MBB Future Earnings Per Share Growth

MBB Future Earnings Per Share Growth

Risks

What could happen that would invalidate this narrative?
  • The company's exposure to a generally weaker automotive environment is evident, with Aumann reporting a dramatic 38 percent year-on-year revenue contraction and continued sluggish order intake, which may signal structural headwinds in this sector and potentially lead to declining revenues and reduced profitability.
  • Intensifying competition and pricing pressure in both the broad ETF industry and MBB's key operating segments, as well as the need to lower management fees or bid more aggressively for contracts, could compress margins and reduce long-term earnings.
  • Demographic shifts and slowing household formation in Europe could impact infrastructure and consumer-related businesses within MBB's portfolio, ultimately reducing long-term revenue growth potential as key end markets weaken.
  • Persistently higher interest rates and tightening financial conditions threaten to dampen pipeline investment, mortgage demand, and overall project financing, which may slow order intake for infrastructure and service subsidiaries, leading to lower growth in both revenues and earnings.
  • Ongoing automation, fintech disruption, and evolving business models in industries like IT security and manufacturing pose a secular risk that could erode MBB's differentiated positioning, making it harder to sustain current asset inflows and challenging the company's efforts to expand margins and overall returns.

Valuation

How have all the factors above been brought together to estimate a fair value?

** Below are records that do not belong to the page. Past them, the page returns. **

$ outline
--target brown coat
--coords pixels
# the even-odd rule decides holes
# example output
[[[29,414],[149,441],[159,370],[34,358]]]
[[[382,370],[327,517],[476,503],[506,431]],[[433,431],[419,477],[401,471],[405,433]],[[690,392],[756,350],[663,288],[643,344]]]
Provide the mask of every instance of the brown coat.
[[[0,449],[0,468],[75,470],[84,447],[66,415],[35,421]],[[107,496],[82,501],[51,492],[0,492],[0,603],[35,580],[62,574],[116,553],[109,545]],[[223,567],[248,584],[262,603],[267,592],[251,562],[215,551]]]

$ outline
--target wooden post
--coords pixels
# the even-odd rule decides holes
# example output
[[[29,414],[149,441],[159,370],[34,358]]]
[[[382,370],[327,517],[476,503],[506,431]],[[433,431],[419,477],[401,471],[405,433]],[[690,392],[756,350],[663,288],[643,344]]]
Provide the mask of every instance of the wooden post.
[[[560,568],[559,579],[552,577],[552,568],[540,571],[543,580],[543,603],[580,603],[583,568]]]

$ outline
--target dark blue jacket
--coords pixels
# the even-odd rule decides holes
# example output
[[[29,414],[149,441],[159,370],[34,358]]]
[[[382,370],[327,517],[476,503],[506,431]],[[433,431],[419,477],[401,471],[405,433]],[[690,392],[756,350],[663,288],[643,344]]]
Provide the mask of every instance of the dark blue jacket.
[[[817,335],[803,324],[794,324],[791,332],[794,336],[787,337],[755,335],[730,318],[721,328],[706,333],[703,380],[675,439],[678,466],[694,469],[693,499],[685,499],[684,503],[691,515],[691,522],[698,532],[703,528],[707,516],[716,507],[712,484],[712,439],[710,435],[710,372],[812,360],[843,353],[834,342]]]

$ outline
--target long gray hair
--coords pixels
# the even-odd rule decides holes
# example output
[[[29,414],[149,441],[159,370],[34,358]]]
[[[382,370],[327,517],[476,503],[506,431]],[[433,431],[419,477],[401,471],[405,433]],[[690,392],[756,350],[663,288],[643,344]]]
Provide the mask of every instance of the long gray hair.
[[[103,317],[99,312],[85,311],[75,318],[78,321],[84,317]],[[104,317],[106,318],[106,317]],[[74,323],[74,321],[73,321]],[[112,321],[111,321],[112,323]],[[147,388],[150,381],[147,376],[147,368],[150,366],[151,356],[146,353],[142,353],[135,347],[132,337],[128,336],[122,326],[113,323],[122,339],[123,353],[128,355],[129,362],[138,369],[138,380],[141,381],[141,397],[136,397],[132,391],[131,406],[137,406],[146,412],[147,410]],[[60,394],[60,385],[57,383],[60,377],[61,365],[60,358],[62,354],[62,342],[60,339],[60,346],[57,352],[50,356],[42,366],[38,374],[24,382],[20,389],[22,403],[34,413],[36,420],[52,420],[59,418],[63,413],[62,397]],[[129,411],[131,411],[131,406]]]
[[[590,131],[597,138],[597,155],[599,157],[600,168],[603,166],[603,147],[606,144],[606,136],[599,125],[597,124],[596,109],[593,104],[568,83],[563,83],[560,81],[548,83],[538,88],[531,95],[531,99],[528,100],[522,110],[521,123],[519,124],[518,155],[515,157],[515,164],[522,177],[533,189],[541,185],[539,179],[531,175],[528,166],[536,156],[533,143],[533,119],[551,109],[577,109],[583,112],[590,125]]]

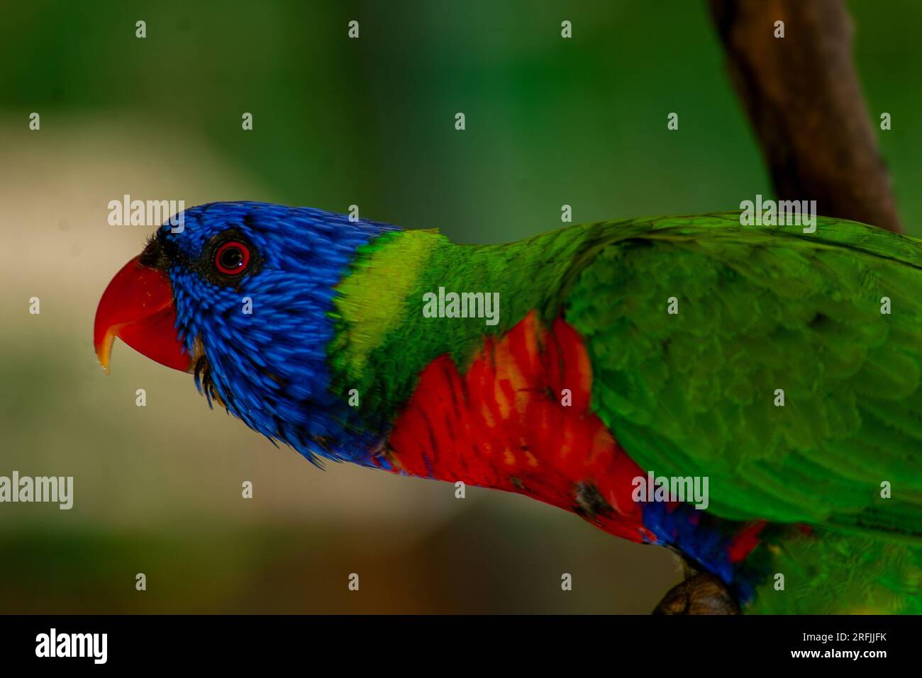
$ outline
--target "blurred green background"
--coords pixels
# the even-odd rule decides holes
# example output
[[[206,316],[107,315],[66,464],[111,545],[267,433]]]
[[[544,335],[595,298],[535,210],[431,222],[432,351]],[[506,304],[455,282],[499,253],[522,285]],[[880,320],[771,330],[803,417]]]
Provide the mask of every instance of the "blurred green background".
[[[849,7],[922,235],[922,5]],[[0,612],[647,613],[679,580],[665,549],[524,497],[318,471],[124,345],[106,377],[90,333],[149,233],[107,224],[124,193],[356,204],[463,242],[557,228],[563,204],[582,222],[770,194],[703,2],[6,2],[0,83],[0,475],[75,477],[69,511],[0,504]]]

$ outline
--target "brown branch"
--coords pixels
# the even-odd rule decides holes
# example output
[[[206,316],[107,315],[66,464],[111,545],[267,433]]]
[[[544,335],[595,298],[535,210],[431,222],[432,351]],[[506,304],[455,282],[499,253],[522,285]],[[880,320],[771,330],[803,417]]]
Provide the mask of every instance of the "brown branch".
[[[841,0],[710,0],[781,200],[902,232]],[[785,37],[774,37],[774,22]]]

  • The assumed bullish price target for MBB is €246.5, which is the highest price target estimate amongst analysts. This valuation is based on what can be assumed as the expectations of MBB's future earnings growth, profit margins and other risk factors from analysts on the bullish end of the spectrum.
  • However, there is a degree of disagreement amongst analysts, with the most bullish reporting a price target of €246.5, and the most bearish reporting a price target of just €171.0.
  • In order for you to agree with the bullish analysts, you'd need to believe that by 2028, revenues will be €1.3 billion, earnings will come to €35.7 million, and it would be trading on a PE ratio of 40.5x, assuming you use a discount rate of 5.4%.
  • Given the current share price of €165.0, the bullish analyst price target of €246.5 is 33.1% higher.
  • We always encourage you to reach your own conclusions though. So sense check these analyst numbers against your own assumptions and expectations based on your understanding of the business and what you believe is probable.

How well do narratives help inform your perspective?

Disclaimer

AnalystHighTarget is a tool utilizing a Large Language Model (LLM) that ingests data on consensus price targets, forecasted revenue and earnings figures, as well as the transcripts of earnings calls to produce qualitative analysis. The narratives produced by AnalystHighTarget are general in nature and are based solely on analyst data and publicly-available material published by the respective companies. These scenarios are not indicative of the company's future performance and are exploratory in nature. Simply Wall St has no position in the company(s) mentioned. Simply Wall St may provide the securities issuer or related entities with website advertising services for a fee, on an arm's length basis. These relationships have no impact on the way we conduct our business, the content we host, or how our content is served to users. The price targets and estimates used are consensus data, and do not constitute a recommendation to buy or sell any stock, and they do not take account of your objectives, or your financial situation. Note that AnalystHighTarget's analysis may not factor in the latest price-sensitive company announcements or qualitative material.